Der China-Experte kritisiert ein mangelhaftes Verständnis von China

Aber deuten die gegenwärtigen Proteste in China nicht auf eine ähnliche Entwicklung hin wie im Iran? Können Sie nicht die Debatte nachvollziehen, dass wir uns bei Xi genauso täuschen könnten wie bei Putin?

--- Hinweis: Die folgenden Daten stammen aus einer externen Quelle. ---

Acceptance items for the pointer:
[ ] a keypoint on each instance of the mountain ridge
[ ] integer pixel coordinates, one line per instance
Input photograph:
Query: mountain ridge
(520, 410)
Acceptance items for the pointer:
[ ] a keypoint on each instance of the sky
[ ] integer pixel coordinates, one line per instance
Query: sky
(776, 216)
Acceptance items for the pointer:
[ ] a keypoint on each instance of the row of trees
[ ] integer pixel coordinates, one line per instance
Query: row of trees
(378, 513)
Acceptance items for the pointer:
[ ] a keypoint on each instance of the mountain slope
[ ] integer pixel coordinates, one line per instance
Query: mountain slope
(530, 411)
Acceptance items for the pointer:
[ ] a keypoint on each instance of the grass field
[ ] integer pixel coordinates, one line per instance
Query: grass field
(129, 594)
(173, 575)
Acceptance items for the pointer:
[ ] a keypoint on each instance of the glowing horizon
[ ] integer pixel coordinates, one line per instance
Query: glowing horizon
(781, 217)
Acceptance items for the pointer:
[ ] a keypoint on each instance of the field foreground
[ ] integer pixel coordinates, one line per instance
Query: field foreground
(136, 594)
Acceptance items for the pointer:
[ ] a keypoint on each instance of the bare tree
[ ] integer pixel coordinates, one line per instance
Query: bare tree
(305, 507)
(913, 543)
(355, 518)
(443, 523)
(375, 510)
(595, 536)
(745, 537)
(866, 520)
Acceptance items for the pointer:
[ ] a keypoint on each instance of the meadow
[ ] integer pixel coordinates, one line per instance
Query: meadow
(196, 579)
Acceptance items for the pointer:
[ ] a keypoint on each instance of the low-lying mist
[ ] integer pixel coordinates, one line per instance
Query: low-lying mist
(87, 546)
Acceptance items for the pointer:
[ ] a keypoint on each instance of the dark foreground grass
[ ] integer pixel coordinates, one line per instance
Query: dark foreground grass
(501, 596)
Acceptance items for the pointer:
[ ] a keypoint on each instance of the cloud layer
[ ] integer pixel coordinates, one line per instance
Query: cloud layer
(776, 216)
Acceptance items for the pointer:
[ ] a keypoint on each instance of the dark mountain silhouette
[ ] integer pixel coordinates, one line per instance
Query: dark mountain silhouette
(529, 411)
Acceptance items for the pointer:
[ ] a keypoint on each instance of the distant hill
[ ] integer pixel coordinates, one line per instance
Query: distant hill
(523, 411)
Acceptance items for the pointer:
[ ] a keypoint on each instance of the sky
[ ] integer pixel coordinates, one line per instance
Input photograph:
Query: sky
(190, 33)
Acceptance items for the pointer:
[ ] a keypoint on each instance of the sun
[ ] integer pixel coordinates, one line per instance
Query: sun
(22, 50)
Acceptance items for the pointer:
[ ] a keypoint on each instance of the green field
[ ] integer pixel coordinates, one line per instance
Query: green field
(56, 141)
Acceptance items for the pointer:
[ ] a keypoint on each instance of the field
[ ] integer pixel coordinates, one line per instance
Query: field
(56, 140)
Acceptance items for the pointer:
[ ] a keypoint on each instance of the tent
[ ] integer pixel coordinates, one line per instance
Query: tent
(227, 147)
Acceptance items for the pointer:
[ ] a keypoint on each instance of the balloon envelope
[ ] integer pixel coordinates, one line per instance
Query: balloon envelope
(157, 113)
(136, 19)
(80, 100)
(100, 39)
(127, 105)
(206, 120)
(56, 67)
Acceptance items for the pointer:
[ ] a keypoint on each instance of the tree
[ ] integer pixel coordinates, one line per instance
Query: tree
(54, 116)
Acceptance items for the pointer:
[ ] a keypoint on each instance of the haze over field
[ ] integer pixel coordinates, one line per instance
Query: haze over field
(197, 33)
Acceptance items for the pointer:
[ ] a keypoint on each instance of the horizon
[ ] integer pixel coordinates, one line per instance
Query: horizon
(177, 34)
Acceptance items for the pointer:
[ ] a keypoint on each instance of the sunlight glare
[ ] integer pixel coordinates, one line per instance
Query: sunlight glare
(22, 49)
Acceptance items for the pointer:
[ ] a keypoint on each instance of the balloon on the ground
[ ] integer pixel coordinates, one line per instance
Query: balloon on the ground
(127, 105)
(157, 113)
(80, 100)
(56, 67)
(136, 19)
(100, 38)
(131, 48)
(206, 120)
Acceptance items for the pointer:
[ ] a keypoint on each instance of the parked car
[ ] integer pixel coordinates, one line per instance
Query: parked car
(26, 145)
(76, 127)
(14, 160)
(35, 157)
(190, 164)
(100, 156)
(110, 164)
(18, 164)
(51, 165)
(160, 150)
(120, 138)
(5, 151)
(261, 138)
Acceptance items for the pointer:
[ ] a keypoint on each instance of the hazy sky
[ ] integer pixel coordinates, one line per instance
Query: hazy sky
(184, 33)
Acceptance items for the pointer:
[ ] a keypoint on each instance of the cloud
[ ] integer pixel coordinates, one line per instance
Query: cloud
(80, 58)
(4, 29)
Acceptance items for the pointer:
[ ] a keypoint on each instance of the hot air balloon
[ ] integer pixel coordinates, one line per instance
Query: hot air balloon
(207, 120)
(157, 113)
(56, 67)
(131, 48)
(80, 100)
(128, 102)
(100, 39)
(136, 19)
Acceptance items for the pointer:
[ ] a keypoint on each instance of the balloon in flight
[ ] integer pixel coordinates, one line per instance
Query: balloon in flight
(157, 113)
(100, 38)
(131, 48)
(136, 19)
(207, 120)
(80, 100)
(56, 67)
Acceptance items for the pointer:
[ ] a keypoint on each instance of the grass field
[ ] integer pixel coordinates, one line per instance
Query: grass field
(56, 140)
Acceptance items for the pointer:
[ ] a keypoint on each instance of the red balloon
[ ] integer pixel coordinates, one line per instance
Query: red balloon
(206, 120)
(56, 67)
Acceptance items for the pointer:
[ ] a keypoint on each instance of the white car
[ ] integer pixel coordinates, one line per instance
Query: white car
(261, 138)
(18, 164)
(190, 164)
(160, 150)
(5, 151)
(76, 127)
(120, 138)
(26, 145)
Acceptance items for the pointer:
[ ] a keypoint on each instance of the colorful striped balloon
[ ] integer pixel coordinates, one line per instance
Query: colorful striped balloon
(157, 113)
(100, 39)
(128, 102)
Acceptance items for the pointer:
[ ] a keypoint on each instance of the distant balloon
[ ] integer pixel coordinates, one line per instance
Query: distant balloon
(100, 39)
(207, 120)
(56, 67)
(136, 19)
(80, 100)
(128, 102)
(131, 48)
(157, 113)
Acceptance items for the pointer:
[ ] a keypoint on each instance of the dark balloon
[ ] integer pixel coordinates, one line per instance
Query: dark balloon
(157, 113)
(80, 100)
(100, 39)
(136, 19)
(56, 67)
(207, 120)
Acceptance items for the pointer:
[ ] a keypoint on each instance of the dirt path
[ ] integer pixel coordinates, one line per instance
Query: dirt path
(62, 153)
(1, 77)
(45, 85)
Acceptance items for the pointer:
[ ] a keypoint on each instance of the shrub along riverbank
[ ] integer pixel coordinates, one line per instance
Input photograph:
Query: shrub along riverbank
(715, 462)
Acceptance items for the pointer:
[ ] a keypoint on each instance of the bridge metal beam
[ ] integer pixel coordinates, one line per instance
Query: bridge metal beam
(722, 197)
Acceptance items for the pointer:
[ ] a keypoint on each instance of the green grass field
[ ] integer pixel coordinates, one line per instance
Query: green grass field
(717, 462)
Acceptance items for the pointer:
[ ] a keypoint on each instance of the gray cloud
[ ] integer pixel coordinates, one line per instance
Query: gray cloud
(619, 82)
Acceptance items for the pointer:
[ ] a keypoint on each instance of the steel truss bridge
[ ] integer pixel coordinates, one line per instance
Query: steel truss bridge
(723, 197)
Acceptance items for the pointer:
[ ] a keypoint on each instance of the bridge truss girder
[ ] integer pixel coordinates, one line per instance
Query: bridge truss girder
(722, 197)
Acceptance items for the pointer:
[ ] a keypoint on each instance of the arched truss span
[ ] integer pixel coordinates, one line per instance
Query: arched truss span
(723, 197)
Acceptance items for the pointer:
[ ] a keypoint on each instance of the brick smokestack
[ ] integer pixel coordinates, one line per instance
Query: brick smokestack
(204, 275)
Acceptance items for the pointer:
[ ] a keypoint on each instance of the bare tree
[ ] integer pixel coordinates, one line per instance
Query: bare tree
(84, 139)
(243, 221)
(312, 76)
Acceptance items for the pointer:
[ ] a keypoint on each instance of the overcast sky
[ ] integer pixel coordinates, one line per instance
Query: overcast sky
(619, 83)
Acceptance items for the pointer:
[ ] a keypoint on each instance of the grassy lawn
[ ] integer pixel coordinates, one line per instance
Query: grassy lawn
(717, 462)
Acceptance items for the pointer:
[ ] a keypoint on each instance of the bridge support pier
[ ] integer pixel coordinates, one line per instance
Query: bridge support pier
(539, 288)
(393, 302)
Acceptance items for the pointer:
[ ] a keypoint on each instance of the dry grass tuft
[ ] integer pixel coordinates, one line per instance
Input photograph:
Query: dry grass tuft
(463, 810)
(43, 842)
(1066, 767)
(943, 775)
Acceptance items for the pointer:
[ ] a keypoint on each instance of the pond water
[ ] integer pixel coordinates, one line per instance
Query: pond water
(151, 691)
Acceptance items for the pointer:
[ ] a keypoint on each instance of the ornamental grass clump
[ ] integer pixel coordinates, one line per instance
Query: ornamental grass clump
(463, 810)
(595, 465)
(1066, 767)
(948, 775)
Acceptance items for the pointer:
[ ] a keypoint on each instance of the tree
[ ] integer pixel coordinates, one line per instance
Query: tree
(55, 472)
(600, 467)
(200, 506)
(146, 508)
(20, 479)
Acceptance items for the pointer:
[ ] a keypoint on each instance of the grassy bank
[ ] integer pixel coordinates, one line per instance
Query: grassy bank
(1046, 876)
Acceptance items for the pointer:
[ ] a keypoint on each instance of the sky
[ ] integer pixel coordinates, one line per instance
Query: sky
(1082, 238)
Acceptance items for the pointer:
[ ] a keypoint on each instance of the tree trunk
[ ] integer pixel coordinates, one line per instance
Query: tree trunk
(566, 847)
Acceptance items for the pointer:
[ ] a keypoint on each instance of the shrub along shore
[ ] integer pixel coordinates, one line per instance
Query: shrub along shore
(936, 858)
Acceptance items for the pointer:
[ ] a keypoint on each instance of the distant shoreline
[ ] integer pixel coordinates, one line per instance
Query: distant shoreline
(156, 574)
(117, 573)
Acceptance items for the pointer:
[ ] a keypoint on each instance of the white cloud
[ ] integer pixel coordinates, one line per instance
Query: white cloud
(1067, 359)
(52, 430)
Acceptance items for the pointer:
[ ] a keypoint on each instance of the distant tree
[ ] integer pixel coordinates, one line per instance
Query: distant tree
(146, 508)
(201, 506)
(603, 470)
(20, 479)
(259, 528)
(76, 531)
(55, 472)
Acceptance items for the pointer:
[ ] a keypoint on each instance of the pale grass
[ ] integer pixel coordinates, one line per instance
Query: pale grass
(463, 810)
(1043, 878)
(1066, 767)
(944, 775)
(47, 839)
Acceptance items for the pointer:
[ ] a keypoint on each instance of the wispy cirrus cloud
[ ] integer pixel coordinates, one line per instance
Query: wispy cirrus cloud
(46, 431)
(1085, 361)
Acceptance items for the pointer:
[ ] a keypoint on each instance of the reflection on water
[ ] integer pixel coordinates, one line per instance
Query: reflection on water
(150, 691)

Bis Ende 2021 hatte die Bevölkerung in China Verständnis für die „Null-Covid-Politik”. Das hat sich mit den harten Lockdowns und den persönlichen und wirtschaftlichen Folgen grundlegend geändert. Es ist sehr viel Druck, auch Wut im Kessel. Das sucht und findet seinen Ausdruck. Aber so massenhaft wie im Iran ist das jetzt nicht. Die Gleichsetzung Chinas mit Russland ist unhistorisch, wirtschaftlich und kulturell uninformiert und könnte am Ende den Blick auf die eigentliche Herausforderung verstellen. Zwei Hinweise: China verfolgt seine Interessen, ist nach 20 Jahren erstaunlicher Entwicklung jetzt für rund 120 Staaten der größte Handelspartner und tritt nicht auf mit einem missionarischen Eifer. Und: China will nie wieder Spielball von Mächten werden. Wir können an einem wirtschaftlich scheiternden, politisch aggressiven China kein Interesse haben. Die USA sind da insgesamt pragmatischer, obwohl sie im Wettbewerb mit China ganz andere Konflikte auszutragen haben.